Music videos have shaped popular culture since MTV came crashing onto the scene in the 1980’s with ‘Video Killed the Radio Star’, revolutionising the way we market bands/artists latest releases. 

This soon became the main platform stars would use to gain attention and it wasn’t long before music videos became a full-blown advert for tobacco brands through product placement. 

These iconic videos have romanticised the act of smoking for decades, reflecting onto its viewers the idea that tobacco use is ‘cool’ and desensitising them from the lifethreatening harms. 

Some of the most iconic and talked about music videos of all time feature cigarettes as the starring role and as the demand for the content grew, so did this imagery. 

From Lady Gaga’s sunglasses made entirely out of cigarettes in the charttopping ‘Telephone’ music video to Robin Thicke’s oversized lighter, lighting a cigarette for ‘Blurred Lines’, tobacco depictions were everywhere. 

A billion people watched Rihanna smoke in the 2011 ‘We Found Love’ music video and millions watched countless videos in the R&B/Hip-Hop genre feature tobacco. 

It seems the narrative has shifted within recent years to that of a harm reduction standpoint, with artists beginning to feature e-cigarette in their videos as a 95 percent less harmful alternative. 

This is a great step forward for the vaping industry, demonstrating to music fans across the world that they support vaping as a tool to quit and replacing these familiar smoke scenes with vapour clouds. 

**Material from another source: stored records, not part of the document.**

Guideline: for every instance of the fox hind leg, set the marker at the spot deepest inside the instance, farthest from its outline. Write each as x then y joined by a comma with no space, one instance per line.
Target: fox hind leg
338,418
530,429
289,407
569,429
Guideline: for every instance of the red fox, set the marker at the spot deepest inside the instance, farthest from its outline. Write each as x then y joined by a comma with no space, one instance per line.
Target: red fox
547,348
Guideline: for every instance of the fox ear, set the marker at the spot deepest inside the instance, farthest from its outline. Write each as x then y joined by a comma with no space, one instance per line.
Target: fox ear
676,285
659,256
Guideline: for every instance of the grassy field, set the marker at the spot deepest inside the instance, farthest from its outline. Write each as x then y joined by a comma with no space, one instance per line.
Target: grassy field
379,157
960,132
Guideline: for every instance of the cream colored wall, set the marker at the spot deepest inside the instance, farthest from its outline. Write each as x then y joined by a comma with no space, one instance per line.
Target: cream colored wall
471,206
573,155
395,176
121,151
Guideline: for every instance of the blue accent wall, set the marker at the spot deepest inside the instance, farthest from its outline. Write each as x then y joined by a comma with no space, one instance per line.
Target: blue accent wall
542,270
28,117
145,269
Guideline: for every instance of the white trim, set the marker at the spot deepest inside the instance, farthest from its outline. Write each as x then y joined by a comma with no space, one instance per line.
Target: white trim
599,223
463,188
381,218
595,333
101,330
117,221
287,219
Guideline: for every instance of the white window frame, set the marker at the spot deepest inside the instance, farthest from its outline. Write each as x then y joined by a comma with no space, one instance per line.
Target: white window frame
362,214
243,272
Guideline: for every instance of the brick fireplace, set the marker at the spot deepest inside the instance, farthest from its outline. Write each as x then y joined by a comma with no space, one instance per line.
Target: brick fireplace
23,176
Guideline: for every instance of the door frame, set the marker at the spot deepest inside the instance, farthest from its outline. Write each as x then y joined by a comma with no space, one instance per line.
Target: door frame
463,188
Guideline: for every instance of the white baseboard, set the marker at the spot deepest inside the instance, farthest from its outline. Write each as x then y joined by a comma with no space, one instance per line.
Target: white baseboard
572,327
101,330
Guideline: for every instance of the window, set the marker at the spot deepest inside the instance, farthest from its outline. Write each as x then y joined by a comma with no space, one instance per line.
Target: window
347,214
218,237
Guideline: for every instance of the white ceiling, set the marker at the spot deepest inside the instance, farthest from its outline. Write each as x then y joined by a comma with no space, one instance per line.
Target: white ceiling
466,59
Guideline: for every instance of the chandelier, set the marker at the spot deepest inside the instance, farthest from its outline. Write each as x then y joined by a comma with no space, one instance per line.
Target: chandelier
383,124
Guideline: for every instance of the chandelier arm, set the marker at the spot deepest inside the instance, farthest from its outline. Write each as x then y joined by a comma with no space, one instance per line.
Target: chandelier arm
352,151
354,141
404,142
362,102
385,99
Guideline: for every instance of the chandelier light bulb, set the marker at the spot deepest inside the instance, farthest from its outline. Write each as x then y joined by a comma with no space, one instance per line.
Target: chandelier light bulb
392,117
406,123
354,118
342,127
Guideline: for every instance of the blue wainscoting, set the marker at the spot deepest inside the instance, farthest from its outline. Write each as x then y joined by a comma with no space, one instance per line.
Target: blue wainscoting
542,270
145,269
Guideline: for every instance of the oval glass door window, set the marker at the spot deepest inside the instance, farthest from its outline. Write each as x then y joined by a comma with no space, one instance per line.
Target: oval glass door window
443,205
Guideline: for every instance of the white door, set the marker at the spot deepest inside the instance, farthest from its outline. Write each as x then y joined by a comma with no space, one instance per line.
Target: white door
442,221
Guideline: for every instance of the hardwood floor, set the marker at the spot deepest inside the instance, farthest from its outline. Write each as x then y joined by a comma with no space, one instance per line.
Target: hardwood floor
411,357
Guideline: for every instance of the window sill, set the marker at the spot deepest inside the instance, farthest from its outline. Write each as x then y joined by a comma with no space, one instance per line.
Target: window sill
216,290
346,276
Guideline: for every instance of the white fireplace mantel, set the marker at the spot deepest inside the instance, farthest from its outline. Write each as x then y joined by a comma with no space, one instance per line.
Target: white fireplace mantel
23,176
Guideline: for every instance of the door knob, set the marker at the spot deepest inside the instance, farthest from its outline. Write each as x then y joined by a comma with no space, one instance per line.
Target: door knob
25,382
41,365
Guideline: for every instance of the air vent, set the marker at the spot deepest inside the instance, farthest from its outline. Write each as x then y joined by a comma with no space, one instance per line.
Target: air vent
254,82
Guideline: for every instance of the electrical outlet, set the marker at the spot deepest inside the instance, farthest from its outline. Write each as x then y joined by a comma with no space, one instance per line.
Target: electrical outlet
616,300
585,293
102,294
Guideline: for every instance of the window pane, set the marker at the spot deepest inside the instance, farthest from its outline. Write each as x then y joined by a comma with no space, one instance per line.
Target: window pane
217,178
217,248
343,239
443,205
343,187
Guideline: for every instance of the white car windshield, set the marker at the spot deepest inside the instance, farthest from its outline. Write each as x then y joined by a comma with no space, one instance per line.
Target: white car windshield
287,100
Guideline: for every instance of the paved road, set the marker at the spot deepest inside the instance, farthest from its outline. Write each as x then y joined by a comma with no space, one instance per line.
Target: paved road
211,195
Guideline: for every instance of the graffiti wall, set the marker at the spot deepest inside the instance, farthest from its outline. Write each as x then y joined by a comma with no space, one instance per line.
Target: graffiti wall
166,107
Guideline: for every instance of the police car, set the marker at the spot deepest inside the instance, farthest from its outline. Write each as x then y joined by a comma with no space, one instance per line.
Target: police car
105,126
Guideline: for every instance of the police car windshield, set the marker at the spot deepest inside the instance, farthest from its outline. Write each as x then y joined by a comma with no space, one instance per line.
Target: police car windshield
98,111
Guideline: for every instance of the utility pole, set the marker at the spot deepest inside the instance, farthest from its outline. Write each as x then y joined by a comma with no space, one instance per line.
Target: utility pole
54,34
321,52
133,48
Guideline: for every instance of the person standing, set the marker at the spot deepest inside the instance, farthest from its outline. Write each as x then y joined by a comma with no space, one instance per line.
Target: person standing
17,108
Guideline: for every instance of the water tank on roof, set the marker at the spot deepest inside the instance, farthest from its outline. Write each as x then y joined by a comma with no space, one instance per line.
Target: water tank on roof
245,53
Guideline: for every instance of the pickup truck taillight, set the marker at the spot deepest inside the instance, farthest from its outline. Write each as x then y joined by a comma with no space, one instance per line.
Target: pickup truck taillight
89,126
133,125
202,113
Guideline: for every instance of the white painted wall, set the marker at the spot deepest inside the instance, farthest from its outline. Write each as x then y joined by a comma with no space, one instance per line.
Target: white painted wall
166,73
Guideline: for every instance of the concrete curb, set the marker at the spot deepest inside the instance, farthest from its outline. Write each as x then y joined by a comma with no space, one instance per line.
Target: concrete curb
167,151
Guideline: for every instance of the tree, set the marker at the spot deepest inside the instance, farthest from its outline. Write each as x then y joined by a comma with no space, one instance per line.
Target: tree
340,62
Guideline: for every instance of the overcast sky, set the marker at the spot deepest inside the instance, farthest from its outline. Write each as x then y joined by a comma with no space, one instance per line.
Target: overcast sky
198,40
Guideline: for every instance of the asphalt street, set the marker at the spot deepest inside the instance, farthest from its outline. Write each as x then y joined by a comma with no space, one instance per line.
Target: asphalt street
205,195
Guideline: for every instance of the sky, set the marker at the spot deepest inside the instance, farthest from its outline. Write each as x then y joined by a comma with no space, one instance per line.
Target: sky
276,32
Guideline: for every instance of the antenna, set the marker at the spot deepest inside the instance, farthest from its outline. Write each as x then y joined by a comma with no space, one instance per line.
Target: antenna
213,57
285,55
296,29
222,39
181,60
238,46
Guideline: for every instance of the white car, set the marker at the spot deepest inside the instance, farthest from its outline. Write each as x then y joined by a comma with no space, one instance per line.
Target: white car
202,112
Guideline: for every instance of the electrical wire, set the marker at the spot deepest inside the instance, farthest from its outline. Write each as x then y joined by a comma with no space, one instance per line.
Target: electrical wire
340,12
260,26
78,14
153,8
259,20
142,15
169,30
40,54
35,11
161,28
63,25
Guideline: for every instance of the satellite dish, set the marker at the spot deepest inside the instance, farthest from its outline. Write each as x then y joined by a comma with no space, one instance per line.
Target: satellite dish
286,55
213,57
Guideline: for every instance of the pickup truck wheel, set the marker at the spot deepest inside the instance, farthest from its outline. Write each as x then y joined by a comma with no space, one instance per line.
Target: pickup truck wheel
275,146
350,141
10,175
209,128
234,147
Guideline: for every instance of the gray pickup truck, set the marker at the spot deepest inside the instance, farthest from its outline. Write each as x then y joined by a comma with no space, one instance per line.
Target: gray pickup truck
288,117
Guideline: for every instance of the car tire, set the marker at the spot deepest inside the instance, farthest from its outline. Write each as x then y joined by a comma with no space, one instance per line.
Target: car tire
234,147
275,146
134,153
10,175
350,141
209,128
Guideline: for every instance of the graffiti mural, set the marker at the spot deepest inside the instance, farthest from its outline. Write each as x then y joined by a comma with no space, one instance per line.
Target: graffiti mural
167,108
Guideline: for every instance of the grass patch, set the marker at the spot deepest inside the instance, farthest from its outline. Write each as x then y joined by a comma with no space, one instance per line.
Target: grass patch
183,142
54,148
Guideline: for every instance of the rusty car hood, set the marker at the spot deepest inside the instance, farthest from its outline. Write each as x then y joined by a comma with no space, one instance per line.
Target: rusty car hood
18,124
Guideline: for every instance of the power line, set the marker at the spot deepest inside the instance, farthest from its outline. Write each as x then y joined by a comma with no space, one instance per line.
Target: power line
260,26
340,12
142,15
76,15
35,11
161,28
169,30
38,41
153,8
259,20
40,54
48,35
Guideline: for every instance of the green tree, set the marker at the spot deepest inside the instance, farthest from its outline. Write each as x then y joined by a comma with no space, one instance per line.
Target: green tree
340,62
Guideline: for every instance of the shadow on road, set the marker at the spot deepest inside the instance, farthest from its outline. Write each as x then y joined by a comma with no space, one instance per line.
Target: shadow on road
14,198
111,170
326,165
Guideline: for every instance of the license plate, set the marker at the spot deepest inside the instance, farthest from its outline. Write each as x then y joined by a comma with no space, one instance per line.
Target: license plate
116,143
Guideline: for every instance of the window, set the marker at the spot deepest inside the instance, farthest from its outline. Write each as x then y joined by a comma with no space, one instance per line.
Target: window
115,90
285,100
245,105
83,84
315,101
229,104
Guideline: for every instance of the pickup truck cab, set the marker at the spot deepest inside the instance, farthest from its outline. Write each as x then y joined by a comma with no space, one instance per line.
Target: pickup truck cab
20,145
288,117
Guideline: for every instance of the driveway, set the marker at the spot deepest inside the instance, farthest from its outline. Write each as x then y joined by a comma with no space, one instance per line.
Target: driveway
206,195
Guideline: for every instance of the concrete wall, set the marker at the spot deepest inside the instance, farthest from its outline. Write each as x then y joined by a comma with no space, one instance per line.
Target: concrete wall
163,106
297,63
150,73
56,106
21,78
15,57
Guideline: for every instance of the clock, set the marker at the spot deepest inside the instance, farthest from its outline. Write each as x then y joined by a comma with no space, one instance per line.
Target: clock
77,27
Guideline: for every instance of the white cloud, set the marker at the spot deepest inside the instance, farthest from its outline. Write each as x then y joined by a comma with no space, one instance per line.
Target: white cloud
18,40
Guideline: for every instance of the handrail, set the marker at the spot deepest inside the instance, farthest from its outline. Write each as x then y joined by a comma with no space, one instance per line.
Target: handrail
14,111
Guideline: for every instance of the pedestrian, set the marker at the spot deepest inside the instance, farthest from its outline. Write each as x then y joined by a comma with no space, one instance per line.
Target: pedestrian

Most famously using the cessation tool was the chart-topping DJ Khaled for his hit songs ‘I’m the One’ and ‘No Brainer’, racking up hundreds of millions of views. 

The movie set inspired video features models vaping, reclaiming the sultry cigarette smoke blowing through the air and instead producing vapour, as the artists sing in the foreground. 

It’s refreshing to see rap artists also using vapes in music videos, with Travis Scott’s Escape Plan (2021) featuring a device, as the genre of music is notorious for featuring tobacco. 

More recently, ex-Disney star turned pop princess, Sabrina Carpenter was vaping throughout the ‘Nonsense’ music video that was released earlier on this year. 

There’s still a large number of artists that are yet to challenge the status quo in supporting harm reduction, with 31 hits of 2021 having 290 tobacco depictions in their music videos. 

Specifically, the chart-topping song ‘Smokin out the Window’ by Anderson .Paak, Bruno Mars and Silk Sonic, coming out on top with 109 incidents featured in one video alone. 

The overall amount of music videos containing tobacco were down by 23 percent in 2021 and we look forward to watching those numbers continue to plummet as more artists support the quitting device.